New faces, same places: Big Ten welcomes three new football coaches

CHICAGO – Illinois head football coach Tim Beckman will certainly face some new challenges as he adjusts to life in the Big Ten, but he’s not alone. Along with Ohio State’s Urban Meyer and Penn State’s Bill O’Brien, three of the six teams in the Leaders Division will have a new man running the show.

Meyer, renowned for the two national championships he earned at the Florida, comes to the conference after spending much of 2011 as an analyst for ESPN. O’Brien earned notoriety working under Bill Belichick with the New England Patriots from 2007-11, serving most recently as the team’s offensive coordinator.

The returning Big Ten coaches will have to adjust to new strategies, something Wisconsin head coach Bret Bielema said he’ll embrace this season.

“It’s something that I’m very excited about,” Bielema said. “I think it’s a neat thing to bring into our league. It’s a challenge to compete against new schemes and new philosophies and new ideas.

“Urban, coming with a coach that’s won national championships, brings value to our league and his reputation is outstanding,” Bielema added. “Coach O’Brien, with everything he’s been able to accomplish during his coaching career. And Coach Beckman, obviously anytime you move from a MAC school to a Big Ten school speaks volumes that they think you can have success as well.”

Beckman said he didn’t expect the leap from the Mid-American Conference to the Big Ten to significantly alter the way he approaches the game.

“We’re going to do what we believe will be successful,” Beckman said. “We’ve been fairly successful in the Mid-American at the University of Toledo, and we’re still going to instill the same plan, the plan we believe in, at the University of Illinois.”

Meyer faces an entirely different transition in Columbus. Given the current powerhouse status of the SEC, many would argue that, for the most part, Meyer will now have to prepare his team for less talented opponents. He said Thursday that he hoped to be part of the movement to raise the conference to elite status.
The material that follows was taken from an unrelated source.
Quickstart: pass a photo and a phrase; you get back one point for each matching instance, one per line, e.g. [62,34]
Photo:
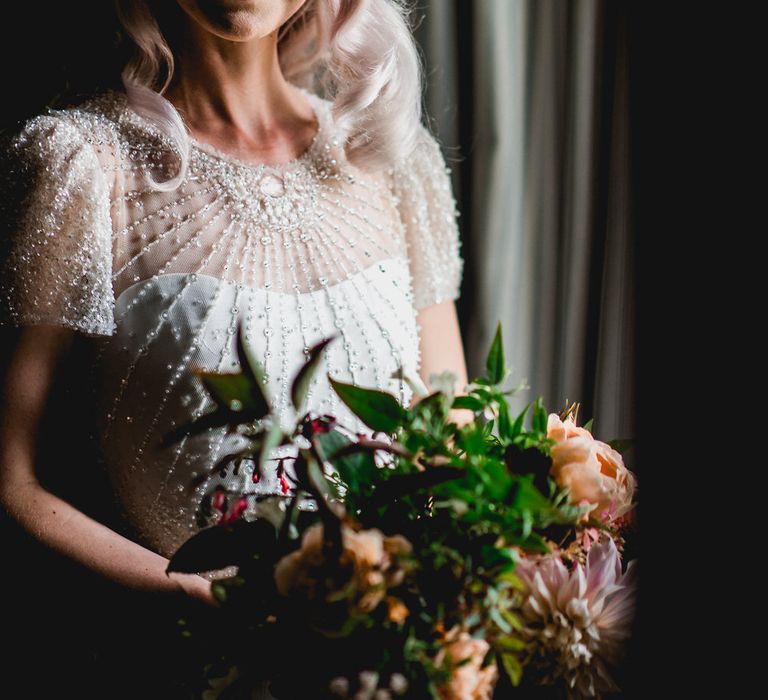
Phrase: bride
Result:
[264,164]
“The one thing about college football, it’s very cyclical,” Meyer said. “And the Big Ten for many, many years was without question the No. 1 conference in America. Right now, we’re not, but there’s a lot of coaches and players right now very intent on making it the best conference in America.”

Meyer didn’t expect any diminished expectations in a transition season.

“There’s no such thing as a buffer year in college football, certainly not at Ohio State and certainly not with myself and our staff and our players,” Meyer said. “So there’s no buffer year.”

Penn State’s O’Brien hasn’t coached in the NCAA since 2006, when he was Duke’s offensive coordinator. O’Brien said he believes his NFL tenure can be a selling point to some of his new players, especially those considering leaving the school after the NCAA sanctions.

“I talked to them about this staff and our ability to develop these guys for the National Football League,” O’Brien said. “I told them this staff isn’t going anywhere and we’re committed to the 2012 football team.”

The first matchup between the new coaches will be Sept. 29, when the Nittany Lions travel to Memorial Stadium. Beckman and Meyer will square off on Nov. 3 in Columbus, Ohio.

“What I expect is when we start practice on Aug. 6 is that we’re going to put forth the effort, the hard work to make sure we field a very competitive football,” O’Brien said.